For those hoping for a bit of the whimsical TS Eliot from his collection of poems about cats, The Cocktail Party will leave you feline disappointed. The play centres on a young couple with marital difficulties who host a cocktail party at their London home, featuring strange, eccentric and sometimes mysterious guests.
As with many real-life cocktail parties, the first two acts of The Cocktail Party could be condensed into something a little less … well, long; it is the second half of this play where things begin to really shine. After the interval, the set changes and everything takes a deeper but absurd turn; the host couple is consulted by a man purporting to be a psychiatrist of sorts, who is in cahoots with other guests. The set changes again, back to the couple’s living room, but things are not what they seem; paintings change ever so slightly, the walls begin to move. The party attendees reconvene, but nothing is quite right, and that is what gives this play its character.
There are potential stars here: Michael Giglio, who plays the host husband, Edward Chamberlayne, is brilliant from start to finish. When he needs to be crazed, he is, when light comic relief is needed, he obliges, when characters and scenes need tying together, he gets to work. He is one to watch.
Lauren McNaught as Julia Shuttlethwaite is the dottery but eccentric elderly aunt that spices up every family Christmas gathering. Where others overdo the eccentrics in parts, she gives just enough chortles to pepper things nicely. She also displays a mischievous darkness that we only come to know in the final throws of the play.
It has been said that The Cocktail Party is a reflection of TS Eliot’s dreams. This is especially evident in the second half: things become feverish, male characters begin to become feminine, ideas of psychiatry that are hinted at in the first two acts are heightened. There is meaning here, but not if you look too hard. Come simply as an observer of the human condition, and you will not leave disappointed.
The Cocktail Party is an experience to say the least. At once mind blowing, hilarious, dark, terrifying and thoroughly confusing, it is a nihilistic fever dream that leaves the audience reeling. Director Andrew Signor’s vision is never about realism, or even logic – the harder you try to puzzle out character arcs, the more lost you get. Rather, every aspect of the play is designed to make the audience grapple with reality, and blur the line between truth and fantasy.
Despite being written in the 1940s, the show plays perfectly to a university audience. The themes it examines, that were so pertinent to a wartime generation, feel disturbingly close to home when presented in Studio One. Eliot’s script unwittingly articulates millennial disillusionment with a future poorer, harder, and bleaker than that of their parents: “I don’t in the least know what I am doing. Or why I am doing it. There is nothing else to do: that is the only reason.”

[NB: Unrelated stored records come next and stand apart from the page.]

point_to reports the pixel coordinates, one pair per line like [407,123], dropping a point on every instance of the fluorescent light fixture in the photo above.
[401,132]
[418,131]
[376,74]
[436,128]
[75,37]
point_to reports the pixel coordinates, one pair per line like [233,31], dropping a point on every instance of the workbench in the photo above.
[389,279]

There is a disquieting sense of disconnect throughout the play as well, heightened by the larger than life performances and claustrophobic set. When Celia (Caitlin Adler) resignedly tells us, “They make noises, and think they are talking to each other; they make faces, and think they understand each other, and I’m sure that they don’t,” it rings true to an audience raised on social media and “Like” currency.

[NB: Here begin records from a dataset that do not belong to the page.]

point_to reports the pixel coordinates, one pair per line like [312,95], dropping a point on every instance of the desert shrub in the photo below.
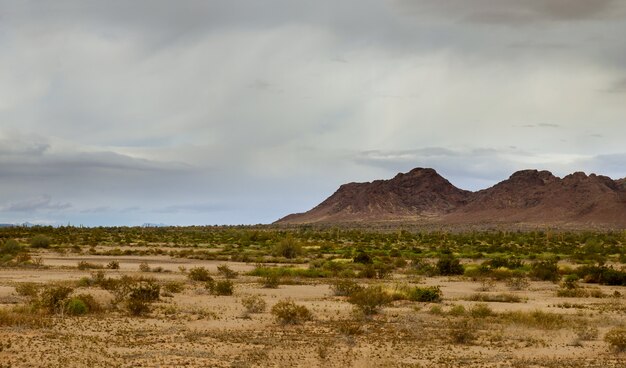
[142,294]
[288,248]
[501,262]
[226,271]
[602,275]
[271,281]
[222,287]
[448,265]
[616,338]
[76,307]
[462,332]
[52,299]
[518,282]
[457,310]
[27,289]
[84,265]
[430,294]
[498,298]
[92,305]
[367,272]
[174,287]
[343,287]
[199,274]
[9,249]
[545,270]
[40,241]
[363,258]
[481,310]
[369,300]
[287,312]
[423,267]
[254,304]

Eliot’s writing is beautiful, but it doesn’t carry the show – rather, its real strength lies in the thoughtful and superbly coordinated production elements. From designer Laura Anderson’s phenomenal set that jumps seamlessly from a warm Agatha Christie dinner party to an Alice in Wonderland-like hallucination, to the unnerving use of video in scene changes and eerie soundscape and, of course, some captivating performances from the cast. Lauren McNaught (Julia) and Lyndon Carney (Peter) in particular are the sort of performers that can have the audience in stitches with a nothing more than an inflection or raised eyebrow – they are a joy to watch.
The show is not without hiccups, student shows are rarely are, but The Cocktail Party has a thoughtfulness and intentionality to it that makes it a truly charming, engaging and mildly disconcerting piece of theatre.